Suppression of YAP signaling promotes LPC-mediated liver regeneration, similar to PPARα activation. (A, B) qRT-PCR data showing the relative expression levels of hepatocyte (cyp7a1, gc, serpina1, ces2) and BEC (her9, epcam) markers and YAP target genes (ccn1, ccn2) between DMSO- and K-975-treated Tg(fabp10a:pt-β-catenin) livers at 14 dpf. (C) Section in situ hybridization images showing the expression of hepatocyte (cyp7a1, gc) and BEC (epcam) markers in K-975-treated Tg(fabp10a:pt-β-catenin) livers at 14 dpf. For quantification, larvae were grouped into +/− based on gene expression levels. Numbers in the upper right corner indicate the proportion of larvae exhibiting the phenotype shown. (D) Immunofluorescence images showing Bhmt expression in 13-dpf Tg(fabp10a:pt-β-catenin) livers treated with K-975. Based on the level of Bhmt expression, larvae were divided into three groups: +++/++/+. Data are represented as mean ± SD (A, B). ns not significant; *P < 0.05, **P < 0.01, ***P < 0.001, ****P < 0.0001; statistical significance was calculated using an unpaired two-tailed t-test (A, B), Fisher’s exact test (C), and chi-square test (D). Dashed lines outline the livers (C, D). Scale bars, 50 μm.

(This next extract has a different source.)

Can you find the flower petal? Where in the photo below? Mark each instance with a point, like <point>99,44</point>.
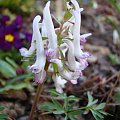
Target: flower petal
<point>50,27</point>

PPARα activation promotes LPC-to-hepatocyte differentiation by suppressing YAP signaling. (A) Scheme illustrating an experimental strategy for YAP overactivation. The Tg(hs:cayap1) line was used to enhance YAP signaling with a heat-shock 6 h before GW7647 treatment. (B, C) qRT-PCR data showing the relative expression levels of hepatocyte (cyp7a1, gc, serpina1, ces2) and BEC (her9, epcam) markers and YAP target genes (ccn1, ccn2) among the following four groups of 14-dpf Tg(fabp10a:pt-β-catenin) livers: (1) DMSO-treated control, (2) cayap1⁺, (3) GW7647-treated, and (4) GW7647-treated cayap1⁺. Data are represented as mean ± SD. (D) Section in situ hybridization images showing the expression of hepatocyte (cyp7a1, gc) and BEC (epcam) markers in 14-dpf Tg(fabp10a:pt-β-catenin) livers. For quantification, larvae were grouped into ++/+/− based on gene expression levels. Dashed lines outline the livers. Numbers in the upper right corner indicate the proportion of larvae exhibiting the phenotype shown. Scale bars, 50 μm. (E) Violin plot graphs showing the quantification of the number of Abcb11⁺ canaliculi per liver area; median and quartiles are indicated by red dashed and black dotted lines, respectively. ns not significant; *P < 0.05, **P < 0.01, ***P < 0.001, ****P < 0.0001; statistical significance was calculated using an unpaired two-tailed t-test (B, C, E), Fisher’s exact test (D; cyp7a1), and chi-square test (D; gc).